II y a bien sûr les savons et gels antibactériens, mais aussi des lingettes, claviers et souris d'ordinateur, planches à découper, étuis pour téléphones portables, sprays... Leur objectif : la
chasse aux bactéries. Mais comment faisaient nos parents sans tout cet arsenal ?
« Nous vivons dans un monde où il y a plus de bactéries que d'humains, souligne le Dr Baudouin Byl, médecin hygiéniste à l'hôpital Erasme, à Bruxelles. Nous sommes couverts de bactéries, et
notre tube digestif en est, lui aussi, rempli. Nous attachons trop d'importance au risque de contamination bactérienne au domicile : ces produits antibactériens n'ont pas de sens ! Il y aura
toujours des bactéries dans nos maisons, parce que nous sommes nous-mêmes porteurs de bactéries. D'ailleurs, la plupart d'entre elles sont inoffensives, et font partie de notre équilibre
biologique. »
Eloge des mesures ordinaires
Quant aux bactéries pathogènes (porteuses de maladies), nul besoin de sortir l'artillerie lourde pour s'en débarrasser. « En principe, les mesures d'hygiène standard permettent d'éviter
qu'elles soient présentes dans notre environnement et qu'elles s'y disséminent. Mais la désinfection n'a rien à voir ici, insiste le Dr Byl. Une maison saine, ce n'est pas une maison
désinfectée. C'est une maison propre, aérée, et détergée au savon. Il est conseillé de contrôler le taux d'humidité, pour éviter la présence de moisissures, et de prendre des mesures pour
diminuer, autant que possible, la présence d'acariens... Les surfaces inanimées (sols, sanitaires...) n'ont pas besoin d'une désinfection. »
Par contre, l'hygiène alimentaire est très importante. « Les bactéries pathogènes entrent souvent chez nous... par la cuisine. Et là, souvent, on n'est pas assez vigilant. On sait que la
volaille, par exemple, est souvent à l'origine de gastroentérites. Nous oublions souvent que la viande crue peut parfois être porteuse de bactéries pathogènes. Si un instrument de cuisine a
servi à préparer un aliment cru, il devra être nettoyé avant de toucher un autre aliment ».
Et cela, surtout si cet autre aliment est déjà cuit, car il ne sera donc plus soumis à une température permettant de détruire les éventuelles bactéries pathogènes présentes.
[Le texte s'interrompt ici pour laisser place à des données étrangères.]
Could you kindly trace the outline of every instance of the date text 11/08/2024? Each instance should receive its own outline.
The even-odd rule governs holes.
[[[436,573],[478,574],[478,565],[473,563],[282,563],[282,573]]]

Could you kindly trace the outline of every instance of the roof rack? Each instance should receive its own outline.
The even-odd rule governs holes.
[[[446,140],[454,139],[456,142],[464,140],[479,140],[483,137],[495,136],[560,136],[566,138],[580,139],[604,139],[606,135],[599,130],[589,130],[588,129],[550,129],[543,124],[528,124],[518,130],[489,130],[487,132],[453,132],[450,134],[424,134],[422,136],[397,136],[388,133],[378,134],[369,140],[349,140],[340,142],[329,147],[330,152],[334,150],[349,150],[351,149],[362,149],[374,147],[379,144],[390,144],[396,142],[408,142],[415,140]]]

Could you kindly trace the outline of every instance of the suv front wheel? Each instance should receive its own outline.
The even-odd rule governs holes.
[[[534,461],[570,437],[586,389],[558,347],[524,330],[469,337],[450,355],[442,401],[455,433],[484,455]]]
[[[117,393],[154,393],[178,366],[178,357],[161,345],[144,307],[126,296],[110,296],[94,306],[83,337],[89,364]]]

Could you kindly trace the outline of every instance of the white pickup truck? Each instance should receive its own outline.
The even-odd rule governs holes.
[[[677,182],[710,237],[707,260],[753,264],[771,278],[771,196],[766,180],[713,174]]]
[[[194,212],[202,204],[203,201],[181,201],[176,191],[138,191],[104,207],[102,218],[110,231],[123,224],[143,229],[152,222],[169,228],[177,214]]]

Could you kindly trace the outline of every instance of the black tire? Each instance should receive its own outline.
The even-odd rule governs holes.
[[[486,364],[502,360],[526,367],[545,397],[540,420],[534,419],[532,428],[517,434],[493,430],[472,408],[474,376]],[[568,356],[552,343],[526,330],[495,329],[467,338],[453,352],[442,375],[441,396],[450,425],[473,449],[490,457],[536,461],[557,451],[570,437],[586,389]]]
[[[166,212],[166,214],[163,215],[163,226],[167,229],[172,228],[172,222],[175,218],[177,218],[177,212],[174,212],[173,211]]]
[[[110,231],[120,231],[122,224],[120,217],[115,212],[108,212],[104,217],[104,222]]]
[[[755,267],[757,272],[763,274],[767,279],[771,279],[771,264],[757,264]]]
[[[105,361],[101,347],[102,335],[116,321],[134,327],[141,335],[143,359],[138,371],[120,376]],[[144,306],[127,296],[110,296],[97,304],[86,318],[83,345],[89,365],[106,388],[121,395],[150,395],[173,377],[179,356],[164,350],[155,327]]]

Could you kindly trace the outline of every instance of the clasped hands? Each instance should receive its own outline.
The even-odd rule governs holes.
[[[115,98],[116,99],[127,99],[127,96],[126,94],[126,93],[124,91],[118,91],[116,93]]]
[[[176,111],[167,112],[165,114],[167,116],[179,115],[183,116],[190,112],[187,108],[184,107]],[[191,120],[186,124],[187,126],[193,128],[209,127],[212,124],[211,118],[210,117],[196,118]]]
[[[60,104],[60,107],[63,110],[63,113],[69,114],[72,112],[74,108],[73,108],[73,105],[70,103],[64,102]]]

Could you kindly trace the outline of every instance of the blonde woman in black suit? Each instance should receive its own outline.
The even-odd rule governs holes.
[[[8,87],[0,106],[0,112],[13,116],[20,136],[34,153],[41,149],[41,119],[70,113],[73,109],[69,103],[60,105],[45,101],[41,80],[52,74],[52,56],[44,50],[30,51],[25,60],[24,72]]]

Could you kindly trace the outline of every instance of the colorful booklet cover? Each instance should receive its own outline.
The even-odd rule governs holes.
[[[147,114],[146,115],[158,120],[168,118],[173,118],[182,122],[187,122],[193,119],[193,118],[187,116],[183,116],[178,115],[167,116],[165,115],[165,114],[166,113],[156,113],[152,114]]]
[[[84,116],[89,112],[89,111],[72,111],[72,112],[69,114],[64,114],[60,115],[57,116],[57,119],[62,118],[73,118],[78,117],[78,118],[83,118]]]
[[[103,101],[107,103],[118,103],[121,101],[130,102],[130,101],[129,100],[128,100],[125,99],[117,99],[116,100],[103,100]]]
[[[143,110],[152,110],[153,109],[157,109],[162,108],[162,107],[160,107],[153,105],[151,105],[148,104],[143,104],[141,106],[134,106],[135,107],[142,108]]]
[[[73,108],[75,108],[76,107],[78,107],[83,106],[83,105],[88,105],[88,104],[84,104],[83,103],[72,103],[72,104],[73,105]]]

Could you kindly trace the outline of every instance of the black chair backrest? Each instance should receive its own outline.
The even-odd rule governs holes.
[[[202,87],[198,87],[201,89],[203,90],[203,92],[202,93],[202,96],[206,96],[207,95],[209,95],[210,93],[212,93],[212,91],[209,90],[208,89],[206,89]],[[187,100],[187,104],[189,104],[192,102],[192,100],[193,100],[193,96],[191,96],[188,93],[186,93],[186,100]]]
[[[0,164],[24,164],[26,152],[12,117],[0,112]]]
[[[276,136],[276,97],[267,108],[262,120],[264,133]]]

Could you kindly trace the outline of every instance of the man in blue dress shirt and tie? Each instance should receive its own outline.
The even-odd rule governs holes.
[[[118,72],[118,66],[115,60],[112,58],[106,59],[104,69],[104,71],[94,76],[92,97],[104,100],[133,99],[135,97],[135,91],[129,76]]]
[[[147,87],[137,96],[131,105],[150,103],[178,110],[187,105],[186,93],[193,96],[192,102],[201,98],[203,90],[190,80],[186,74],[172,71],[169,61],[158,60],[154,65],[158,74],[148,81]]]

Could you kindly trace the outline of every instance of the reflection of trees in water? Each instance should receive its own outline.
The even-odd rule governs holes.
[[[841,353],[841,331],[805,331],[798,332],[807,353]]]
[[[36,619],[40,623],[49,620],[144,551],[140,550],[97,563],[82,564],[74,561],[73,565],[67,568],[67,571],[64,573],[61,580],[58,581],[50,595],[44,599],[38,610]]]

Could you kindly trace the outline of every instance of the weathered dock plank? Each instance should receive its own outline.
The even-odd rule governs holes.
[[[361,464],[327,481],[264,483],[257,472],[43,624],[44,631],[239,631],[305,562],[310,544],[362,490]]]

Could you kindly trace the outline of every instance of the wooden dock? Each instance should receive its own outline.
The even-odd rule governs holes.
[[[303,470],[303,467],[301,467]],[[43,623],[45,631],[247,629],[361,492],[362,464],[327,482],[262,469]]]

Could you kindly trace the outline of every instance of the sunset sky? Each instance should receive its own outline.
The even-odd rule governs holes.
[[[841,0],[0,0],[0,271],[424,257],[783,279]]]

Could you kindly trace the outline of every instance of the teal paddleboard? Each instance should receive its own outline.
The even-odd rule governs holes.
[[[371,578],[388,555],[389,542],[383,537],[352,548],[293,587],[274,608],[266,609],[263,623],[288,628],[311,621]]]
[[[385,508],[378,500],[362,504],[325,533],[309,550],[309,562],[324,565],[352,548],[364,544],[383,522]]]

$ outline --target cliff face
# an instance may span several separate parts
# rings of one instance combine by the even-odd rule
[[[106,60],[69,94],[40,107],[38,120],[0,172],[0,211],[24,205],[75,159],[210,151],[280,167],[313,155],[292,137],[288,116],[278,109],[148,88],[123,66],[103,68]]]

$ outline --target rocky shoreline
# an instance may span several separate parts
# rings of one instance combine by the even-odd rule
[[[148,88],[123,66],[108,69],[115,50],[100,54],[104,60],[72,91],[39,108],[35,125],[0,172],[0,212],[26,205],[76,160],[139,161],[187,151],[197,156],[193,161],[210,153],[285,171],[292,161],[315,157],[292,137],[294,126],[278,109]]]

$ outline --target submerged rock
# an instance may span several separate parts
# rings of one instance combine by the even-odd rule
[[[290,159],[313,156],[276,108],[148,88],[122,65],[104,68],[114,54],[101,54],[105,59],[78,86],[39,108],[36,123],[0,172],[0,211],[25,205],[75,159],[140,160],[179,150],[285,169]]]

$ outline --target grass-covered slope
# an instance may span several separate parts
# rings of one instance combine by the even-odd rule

Enfin, il y a l'hygiène de base. Les bactéries se transmettent essentiellement par les mains. « L'hygiène des mains, à la maison, c'est important. Il suffit de se les laver au savon et à l'eau,
rappelle le Dr Byl. Simple ? Oui, mais c'est pourtant là qu'on constate des manquements ! On doit se laver les mains avant de passer à table, après avoir été aux toilettes, etc. La désinfection
des mains, à de rares exceptions médicales près, n'a pas sa place à domicile. Les savons antibactériens ne sont donc pas utiles. »
Cas particuliers
Dans de rares cas, il sera toutefois nécessaire de faire davantage : cela concerne ceux dont le système immunitaire est fortement diminué. Fragilisés, ils devront être particulièrement
vigilants. « Il peut s'agir de patients atteints de certaines affections tumorales, accompagnées d'immunosuppression sévère liée à leur traitement, ou des personnes qui ont reçu une greffe
d'organe et prennent un traitement immunosuppresseur pour éviter le rejet de la greffe. Leur médecin leur donnera un certain nombre de consignes d'hygiène de vie, d'hygiène alimentaire, les
incitera à renforcer les mesures de prévention... ».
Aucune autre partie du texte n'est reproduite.